Here’s how I made sense of this tension so far. I tell myself: “In the first half of your life you’ve learned how to mind-read. In the second half, you’re learning how not to do that.”
When we’re young and still learning to socialize with others, mastering the theory of mind is crucial in becoming a functional adult: to empathize and to take the perspectives of others. Somewhere along this journey, we usually arrive at the point where we feel pretty good about this ability and assume that we can mind-read: know what other people are thinking. This discovery can be quite intoxicating. All I need to do now is get even better at reading minds! And it feels like it works: a subtle shift in posture, a voice inflection, or facial expression are good-enough clues to let me know what’s happening in that other person’s mind.

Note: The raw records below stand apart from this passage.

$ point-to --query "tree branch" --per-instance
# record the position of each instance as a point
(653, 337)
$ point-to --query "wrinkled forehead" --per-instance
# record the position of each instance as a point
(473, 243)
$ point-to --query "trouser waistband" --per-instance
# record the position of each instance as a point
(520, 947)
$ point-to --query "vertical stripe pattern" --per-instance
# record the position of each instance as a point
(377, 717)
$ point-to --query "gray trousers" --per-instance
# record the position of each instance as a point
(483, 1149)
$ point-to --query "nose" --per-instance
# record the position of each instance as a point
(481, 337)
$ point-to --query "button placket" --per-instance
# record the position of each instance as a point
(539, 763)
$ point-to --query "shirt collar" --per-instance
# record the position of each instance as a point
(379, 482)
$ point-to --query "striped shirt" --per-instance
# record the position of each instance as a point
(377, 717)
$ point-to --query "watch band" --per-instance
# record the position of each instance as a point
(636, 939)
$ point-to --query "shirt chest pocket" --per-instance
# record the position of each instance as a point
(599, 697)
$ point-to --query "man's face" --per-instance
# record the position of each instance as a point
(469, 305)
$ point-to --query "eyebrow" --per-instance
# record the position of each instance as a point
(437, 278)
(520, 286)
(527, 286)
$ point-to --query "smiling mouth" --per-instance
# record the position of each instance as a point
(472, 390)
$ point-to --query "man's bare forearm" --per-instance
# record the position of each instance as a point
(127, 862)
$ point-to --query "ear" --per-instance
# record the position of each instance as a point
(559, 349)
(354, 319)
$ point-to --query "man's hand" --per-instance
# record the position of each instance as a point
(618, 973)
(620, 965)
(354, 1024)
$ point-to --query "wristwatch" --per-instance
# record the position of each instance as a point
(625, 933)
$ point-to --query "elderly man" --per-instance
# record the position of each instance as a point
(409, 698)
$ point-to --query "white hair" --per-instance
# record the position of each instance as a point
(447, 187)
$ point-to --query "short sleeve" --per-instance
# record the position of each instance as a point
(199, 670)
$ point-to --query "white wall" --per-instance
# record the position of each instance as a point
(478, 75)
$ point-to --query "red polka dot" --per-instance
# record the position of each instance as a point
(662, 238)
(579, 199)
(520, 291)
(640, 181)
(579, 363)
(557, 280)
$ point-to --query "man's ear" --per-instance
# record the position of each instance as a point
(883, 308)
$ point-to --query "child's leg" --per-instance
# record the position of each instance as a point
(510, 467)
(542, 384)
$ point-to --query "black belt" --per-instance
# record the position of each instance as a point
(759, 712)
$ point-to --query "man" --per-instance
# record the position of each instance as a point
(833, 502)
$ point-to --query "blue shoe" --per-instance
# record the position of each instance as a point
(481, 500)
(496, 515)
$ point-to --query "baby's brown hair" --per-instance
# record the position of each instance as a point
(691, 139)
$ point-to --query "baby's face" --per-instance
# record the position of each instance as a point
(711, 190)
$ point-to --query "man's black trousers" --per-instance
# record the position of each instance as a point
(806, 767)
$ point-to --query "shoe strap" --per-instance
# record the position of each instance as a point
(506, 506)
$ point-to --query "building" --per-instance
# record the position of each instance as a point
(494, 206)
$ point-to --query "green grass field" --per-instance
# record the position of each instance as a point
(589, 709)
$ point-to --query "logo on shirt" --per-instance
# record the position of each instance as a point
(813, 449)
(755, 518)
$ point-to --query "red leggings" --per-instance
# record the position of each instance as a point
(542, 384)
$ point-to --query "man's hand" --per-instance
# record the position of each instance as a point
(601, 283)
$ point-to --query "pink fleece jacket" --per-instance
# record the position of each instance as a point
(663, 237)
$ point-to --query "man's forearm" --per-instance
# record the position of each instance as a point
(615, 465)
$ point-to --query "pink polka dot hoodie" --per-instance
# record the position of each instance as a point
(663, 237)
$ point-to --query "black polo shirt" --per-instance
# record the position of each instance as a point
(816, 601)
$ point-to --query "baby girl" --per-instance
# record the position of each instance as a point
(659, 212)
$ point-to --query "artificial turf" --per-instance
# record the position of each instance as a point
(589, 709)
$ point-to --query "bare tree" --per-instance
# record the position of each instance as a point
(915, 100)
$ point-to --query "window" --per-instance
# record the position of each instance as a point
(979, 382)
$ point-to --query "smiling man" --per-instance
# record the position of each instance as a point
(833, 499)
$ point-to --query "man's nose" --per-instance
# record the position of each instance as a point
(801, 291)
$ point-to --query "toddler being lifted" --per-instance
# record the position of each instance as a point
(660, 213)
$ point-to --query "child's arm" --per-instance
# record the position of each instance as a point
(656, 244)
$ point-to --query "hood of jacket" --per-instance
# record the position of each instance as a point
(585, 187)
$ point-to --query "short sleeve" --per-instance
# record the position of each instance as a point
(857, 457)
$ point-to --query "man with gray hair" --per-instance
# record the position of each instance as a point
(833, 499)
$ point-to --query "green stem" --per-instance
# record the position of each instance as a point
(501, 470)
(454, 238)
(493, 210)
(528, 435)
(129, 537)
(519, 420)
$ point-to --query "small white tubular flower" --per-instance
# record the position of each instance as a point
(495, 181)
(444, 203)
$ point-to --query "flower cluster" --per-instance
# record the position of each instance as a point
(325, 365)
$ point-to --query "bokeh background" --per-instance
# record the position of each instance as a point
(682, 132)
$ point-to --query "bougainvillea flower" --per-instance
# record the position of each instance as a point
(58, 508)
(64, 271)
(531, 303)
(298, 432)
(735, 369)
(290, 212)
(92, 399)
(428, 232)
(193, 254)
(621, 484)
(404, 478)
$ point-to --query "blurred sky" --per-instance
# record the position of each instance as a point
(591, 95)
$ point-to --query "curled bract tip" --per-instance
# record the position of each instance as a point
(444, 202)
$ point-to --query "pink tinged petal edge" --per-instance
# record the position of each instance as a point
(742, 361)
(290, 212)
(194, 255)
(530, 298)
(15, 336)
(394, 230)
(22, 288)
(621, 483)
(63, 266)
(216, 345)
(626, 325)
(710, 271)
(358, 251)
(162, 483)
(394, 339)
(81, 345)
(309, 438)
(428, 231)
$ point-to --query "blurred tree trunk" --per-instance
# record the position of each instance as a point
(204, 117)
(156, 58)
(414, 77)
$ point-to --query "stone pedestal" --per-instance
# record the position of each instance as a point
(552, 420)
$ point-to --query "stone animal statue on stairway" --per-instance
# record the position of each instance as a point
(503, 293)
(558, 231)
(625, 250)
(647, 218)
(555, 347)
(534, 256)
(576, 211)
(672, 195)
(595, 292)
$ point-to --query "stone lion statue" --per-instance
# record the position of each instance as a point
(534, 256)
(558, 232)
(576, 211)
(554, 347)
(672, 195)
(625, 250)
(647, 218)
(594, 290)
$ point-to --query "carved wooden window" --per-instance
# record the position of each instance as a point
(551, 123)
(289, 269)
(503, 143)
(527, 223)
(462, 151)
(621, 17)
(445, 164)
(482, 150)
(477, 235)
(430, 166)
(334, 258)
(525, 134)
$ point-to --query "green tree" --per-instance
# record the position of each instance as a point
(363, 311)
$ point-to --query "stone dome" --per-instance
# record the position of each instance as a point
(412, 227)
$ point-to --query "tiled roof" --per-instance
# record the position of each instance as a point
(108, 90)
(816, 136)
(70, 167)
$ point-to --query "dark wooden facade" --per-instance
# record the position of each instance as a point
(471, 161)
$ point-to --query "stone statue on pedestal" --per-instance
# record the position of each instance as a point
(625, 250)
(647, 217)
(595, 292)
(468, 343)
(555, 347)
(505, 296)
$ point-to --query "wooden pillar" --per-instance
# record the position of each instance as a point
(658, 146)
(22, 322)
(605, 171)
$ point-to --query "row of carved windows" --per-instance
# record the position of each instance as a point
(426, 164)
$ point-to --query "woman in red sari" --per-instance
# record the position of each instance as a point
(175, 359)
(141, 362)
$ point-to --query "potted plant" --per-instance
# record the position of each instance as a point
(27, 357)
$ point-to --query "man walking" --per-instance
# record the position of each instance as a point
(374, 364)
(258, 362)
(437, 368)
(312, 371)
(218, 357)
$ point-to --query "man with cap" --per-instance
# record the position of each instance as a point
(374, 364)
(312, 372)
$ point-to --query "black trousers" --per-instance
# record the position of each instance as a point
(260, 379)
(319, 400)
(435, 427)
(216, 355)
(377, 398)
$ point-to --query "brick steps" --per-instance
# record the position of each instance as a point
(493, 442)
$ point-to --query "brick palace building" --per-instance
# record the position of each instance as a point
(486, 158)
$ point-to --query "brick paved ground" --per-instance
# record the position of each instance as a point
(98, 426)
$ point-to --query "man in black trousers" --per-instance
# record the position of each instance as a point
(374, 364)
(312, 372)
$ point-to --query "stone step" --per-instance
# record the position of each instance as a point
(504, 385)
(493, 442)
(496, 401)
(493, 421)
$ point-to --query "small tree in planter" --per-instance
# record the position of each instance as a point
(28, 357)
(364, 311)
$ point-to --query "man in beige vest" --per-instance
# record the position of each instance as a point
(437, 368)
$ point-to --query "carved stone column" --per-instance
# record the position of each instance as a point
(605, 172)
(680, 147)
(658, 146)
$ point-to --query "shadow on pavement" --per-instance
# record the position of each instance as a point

Except they aren’t. They tell me that something is happening, but the full extent of the story is inaccessible to me. All I have is a guess based on my own experience. And that guess is just as much informed by the others’ furrowed brow as by that burrito I had for lunch. Even more confusingly, what I am reading might be true: that other person is thinking something that I fear. However, that thought is a part of a large, conflicting mess of being. We are not one-threaded minds. If we believe Numenta’s research, there are thousand brains in each of us, trying to come up with viable strategies for navigating this complex world. Some of these brains are thinking beautiful, kind thoughts. Some of them aren’t. If we only let ourselves judge others only by their non-beautiful thoughts, we’d arrive at a rather bleak reality. We are much better off treating our mind-reading skills as tools for generating initial guesses, something to hold lightly.